Well, the FTC has (finally) issued its guidelines on Native Advertising. The FTC defines Native Advertising as “content that bears a similarity to the news, feature articles, product reviews, entertainment, and other material that surrounds it online.” The popularity of Native Advertising has exploded amongst publishers, in response to plummeting click through rates with traditional advertising (think banner ads). At least for now, Native Advertising offers publishers a way to recover lost ad revenue.
Though this additional revenue doesn’t come at a price; the FTC has expressed concern that some Native Advertising is confusing to consumers.
The IAB has also published guidelines for publishers – a playbook of sorts. Publishers would be wise to read both the FTC’s and the IAB’s guidelines, as they differ in some cases.

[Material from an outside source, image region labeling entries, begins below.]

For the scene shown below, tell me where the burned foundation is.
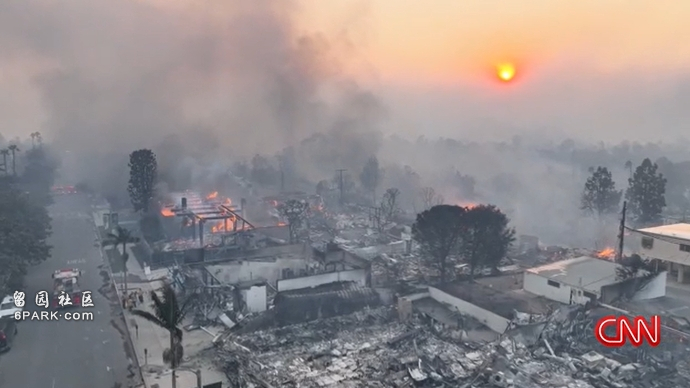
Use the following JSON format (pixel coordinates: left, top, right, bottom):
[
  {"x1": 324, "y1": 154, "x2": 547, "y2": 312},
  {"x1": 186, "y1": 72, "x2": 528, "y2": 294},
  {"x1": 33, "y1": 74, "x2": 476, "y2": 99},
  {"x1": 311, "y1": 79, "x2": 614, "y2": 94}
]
[{"x1": 274, "y1": 282, "x2": 381, "y2": 326}]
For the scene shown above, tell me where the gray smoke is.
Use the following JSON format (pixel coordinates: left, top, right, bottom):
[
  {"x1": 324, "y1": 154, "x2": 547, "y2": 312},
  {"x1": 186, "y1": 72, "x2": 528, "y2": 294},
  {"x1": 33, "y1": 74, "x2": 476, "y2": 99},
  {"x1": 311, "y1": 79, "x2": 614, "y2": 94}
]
[{"x1": 0, "y1": 0, "x2": 383, "y2": 196}]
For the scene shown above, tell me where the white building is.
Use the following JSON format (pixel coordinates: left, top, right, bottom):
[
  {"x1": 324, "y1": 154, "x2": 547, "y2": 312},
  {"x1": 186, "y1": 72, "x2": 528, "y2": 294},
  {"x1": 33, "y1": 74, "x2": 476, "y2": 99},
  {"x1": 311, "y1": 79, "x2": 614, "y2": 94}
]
[
  {"x1": 523, "y1": 256, "x2": 666, "y2": 304},
  {"x1": 632, "y1": 223, "x2": 690, "y2": 283}
]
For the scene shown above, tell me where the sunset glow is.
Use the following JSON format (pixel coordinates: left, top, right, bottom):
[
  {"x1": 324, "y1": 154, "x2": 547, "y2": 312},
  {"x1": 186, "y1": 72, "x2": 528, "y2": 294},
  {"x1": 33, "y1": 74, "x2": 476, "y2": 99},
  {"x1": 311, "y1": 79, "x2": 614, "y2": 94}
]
[{"x1": 496, "y1": 63, "x2": 515, "y2": 82}]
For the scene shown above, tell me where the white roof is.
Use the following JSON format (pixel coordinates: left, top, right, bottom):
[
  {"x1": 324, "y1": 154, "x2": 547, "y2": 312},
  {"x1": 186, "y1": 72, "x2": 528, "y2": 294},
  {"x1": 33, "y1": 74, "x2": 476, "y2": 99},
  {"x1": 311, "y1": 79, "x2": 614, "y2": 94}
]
[
  {"x1": 527, "y1": 256, "x2": 618, "y2": 293},
  {"x1": 637, "y1": 223, "x2": 690, "y2": 241},
  {"x1": 53, "y1": 268, "x2": 81, "y2": 279}
]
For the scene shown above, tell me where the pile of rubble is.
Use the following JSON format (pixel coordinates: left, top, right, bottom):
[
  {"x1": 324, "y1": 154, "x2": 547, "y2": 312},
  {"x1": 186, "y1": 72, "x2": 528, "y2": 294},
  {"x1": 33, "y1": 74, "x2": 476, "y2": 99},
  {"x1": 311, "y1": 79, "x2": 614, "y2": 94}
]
[{"x1": 208, "y1": 308, "x2": 690, "y2": 388}]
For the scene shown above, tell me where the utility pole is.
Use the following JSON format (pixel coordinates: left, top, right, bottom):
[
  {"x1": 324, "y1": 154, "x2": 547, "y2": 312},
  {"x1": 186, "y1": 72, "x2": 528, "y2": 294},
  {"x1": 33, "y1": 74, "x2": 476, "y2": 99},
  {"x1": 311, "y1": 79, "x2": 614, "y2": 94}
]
[
  {"x1": 335, "y1": 168, "x2": 347, "y2": 205},
  {"x1": 616, "y1": 201, "x2": 628, "y2": 263}
]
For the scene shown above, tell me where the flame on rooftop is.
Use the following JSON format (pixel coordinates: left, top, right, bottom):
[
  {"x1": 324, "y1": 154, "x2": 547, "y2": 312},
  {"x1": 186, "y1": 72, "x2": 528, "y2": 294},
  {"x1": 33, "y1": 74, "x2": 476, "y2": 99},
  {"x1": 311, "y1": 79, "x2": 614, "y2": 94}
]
[{"x1": 597, "y1": 247, "x2": 616, "y2": 260}]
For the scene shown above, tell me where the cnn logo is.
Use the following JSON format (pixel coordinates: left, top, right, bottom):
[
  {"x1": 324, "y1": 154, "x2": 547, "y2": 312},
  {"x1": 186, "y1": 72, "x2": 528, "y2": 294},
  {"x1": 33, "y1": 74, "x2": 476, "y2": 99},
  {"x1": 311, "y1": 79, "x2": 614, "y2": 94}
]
[{"x1": 594, "y1": 315, "x2": 661, "y2": 348}]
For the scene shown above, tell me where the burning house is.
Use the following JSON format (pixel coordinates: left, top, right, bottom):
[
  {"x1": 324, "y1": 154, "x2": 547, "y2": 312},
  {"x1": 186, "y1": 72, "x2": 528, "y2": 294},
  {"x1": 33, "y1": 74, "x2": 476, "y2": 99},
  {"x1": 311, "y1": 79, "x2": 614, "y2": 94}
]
[{"x1": 523, "y1": 256, "x2": 666, "y2": 304}]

The advertising industry is in fast pursuit of what many marketers feel is the holy grail of measuring advertising effectiveness; the ability to develop models, target users, and then measure the effectiveness (at a 1:1 level) – across all media channels.
The technological advances the advertising industry is making towards making this a reality is impressive, even by the fast-paced standards of ad tech. But they might be happening too quickly, as consumers are just starting to understand the implications of end-to-end campaign management on their privacy.
As the FTC and others weigh in on this issue, expect it to become a more common topic in the months to come.